08 junio 2006

Finiquito

Miro la pantalla del ordenador. Rendidos, mis ojos sobrevuelan por tercera vez una frase inexpugnable. Desvío mi atención un instante. Apenas un segundo. Lo justo para fijarla brevemente sobre ella. Un ridículo y morboso parpadeo se aplasta en el cristal que nos separa. Jamás lo traspasamos. Jamás sin declarar, de antemano, la mirada perdida. Buscando en el vacío el recurso banal de la distracción. Deslizo mi reflejo en su rostro.
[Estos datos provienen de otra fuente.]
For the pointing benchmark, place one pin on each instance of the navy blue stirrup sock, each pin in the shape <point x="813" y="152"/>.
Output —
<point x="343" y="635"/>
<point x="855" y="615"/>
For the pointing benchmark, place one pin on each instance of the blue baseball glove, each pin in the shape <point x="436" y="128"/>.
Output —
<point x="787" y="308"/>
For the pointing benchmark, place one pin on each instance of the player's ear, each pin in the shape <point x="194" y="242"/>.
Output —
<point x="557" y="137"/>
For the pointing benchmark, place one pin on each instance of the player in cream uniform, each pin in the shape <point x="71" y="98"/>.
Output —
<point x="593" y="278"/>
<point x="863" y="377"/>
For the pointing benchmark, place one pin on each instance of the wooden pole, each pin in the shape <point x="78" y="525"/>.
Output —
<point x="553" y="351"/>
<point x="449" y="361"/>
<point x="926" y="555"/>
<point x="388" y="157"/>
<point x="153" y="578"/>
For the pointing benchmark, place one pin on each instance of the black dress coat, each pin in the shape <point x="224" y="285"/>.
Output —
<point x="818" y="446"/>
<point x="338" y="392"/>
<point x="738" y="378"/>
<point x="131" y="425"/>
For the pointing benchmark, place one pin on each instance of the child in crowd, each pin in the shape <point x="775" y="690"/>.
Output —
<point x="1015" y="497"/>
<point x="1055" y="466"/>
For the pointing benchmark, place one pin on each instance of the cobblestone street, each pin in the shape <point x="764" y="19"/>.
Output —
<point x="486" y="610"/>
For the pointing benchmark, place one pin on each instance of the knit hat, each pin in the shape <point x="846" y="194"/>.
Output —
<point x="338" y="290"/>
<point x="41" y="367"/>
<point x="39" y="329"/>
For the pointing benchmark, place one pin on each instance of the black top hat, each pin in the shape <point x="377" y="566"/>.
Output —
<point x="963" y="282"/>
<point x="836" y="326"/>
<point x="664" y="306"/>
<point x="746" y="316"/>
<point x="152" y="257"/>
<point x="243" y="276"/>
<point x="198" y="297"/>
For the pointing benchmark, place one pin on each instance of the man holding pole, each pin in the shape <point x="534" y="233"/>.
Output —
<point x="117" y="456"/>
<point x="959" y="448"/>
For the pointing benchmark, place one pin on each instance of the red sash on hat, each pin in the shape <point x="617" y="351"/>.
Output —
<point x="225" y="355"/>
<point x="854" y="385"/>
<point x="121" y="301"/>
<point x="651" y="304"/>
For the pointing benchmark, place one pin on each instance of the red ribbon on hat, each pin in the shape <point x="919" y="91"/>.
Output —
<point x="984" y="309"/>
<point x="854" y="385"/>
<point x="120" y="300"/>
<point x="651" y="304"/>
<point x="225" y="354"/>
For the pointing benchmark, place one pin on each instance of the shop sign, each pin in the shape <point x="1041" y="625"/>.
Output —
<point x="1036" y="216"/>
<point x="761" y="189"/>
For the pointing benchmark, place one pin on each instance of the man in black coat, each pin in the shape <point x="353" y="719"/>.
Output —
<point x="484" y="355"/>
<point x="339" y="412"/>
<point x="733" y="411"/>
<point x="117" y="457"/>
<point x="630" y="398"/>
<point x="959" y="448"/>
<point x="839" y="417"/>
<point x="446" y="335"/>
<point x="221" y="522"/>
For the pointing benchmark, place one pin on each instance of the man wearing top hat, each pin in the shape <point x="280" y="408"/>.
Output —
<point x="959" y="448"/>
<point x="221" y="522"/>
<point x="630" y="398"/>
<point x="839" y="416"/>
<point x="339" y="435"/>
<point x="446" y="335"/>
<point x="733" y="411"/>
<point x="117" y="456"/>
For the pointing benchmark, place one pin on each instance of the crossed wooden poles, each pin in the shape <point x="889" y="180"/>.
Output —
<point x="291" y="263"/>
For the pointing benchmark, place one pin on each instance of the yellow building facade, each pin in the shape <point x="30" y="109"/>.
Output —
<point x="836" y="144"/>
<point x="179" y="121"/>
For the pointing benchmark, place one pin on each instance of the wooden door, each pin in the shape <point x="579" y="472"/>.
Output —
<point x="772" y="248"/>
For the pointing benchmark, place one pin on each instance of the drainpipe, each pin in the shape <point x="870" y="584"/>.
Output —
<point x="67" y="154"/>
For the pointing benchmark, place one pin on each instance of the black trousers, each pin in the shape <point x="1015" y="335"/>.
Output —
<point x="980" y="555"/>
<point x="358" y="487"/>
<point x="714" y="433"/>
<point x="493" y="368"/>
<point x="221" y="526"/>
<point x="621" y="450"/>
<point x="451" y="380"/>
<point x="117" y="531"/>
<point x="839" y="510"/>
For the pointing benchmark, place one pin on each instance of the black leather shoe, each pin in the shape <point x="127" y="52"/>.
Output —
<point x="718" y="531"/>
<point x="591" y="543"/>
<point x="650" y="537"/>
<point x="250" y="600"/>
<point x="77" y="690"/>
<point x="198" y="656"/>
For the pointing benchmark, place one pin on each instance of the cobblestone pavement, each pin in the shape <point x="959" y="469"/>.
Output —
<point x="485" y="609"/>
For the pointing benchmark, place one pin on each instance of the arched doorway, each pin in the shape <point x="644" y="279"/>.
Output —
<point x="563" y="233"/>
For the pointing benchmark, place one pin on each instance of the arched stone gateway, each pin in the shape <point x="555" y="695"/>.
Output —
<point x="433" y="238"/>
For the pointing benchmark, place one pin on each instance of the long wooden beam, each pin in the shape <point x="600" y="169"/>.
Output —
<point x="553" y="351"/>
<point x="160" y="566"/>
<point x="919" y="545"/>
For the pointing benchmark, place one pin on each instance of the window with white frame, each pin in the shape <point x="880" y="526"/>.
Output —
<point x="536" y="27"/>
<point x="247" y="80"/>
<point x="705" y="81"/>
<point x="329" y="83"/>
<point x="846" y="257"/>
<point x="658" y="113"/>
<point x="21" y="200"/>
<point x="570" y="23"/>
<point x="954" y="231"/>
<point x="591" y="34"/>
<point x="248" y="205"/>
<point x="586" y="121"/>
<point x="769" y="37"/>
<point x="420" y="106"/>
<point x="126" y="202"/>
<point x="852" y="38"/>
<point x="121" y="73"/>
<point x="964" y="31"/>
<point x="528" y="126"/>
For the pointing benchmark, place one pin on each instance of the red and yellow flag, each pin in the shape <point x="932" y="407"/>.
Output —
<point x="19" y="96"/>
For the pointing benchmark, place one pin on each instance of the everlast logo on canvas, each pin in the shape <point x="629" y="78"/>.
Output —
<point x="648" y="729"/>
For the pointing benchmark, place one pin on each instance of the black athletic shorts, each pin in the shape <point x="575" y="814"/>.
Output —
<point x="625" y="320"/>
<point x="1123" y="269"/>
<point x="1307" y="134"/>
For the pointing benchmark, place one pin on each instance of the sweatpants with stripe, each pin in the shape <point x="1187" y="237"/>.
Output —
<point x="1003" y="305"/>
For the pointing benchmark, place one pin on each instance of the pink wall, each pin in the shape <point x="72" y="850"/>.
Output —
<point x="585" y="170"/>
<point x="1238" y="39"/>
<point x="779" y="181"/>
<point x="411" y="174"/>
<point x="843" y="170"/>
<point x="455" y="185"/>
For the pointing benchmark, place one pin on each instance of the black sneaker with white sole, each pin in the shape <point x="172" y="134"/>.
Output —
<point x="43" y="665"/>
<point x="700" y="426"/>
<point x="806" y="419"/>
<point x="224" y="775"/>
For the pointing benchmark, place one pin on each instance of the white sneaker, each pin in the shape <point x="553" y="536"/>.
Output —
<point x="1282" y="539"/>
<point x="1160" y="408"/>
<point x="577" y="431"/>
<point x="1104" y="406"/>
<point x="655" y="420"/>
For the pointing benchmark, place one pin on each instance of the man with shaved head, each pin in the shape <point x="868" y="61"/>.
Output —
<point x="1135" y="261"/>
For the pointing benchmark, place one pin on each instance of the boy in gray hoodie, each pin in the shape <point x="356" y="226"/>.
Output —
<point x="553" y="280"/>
Me conmueve la fragilidad de su ignorancia. Ajena a todo, a todos. No sabe que, dentro de poco, alguién va a acercarse a ella con pasos lentos y huidizos. Que, con la misma mano que apoyarán en su hombro, estrujarán más tarde su corazón y sus entrañas. Que abrirán su boca para verter mentiras edulcoradas. Que le quitarán las llaves antes de cerrarle todas las puertas. Que se alejará de nosotros en silencio. Con la mirada ausente. Ahogada por el manto frío de la indiferencia. Sola. Triste. Rota. Hoy, salvo la suya, no se oye un alma en la oficina.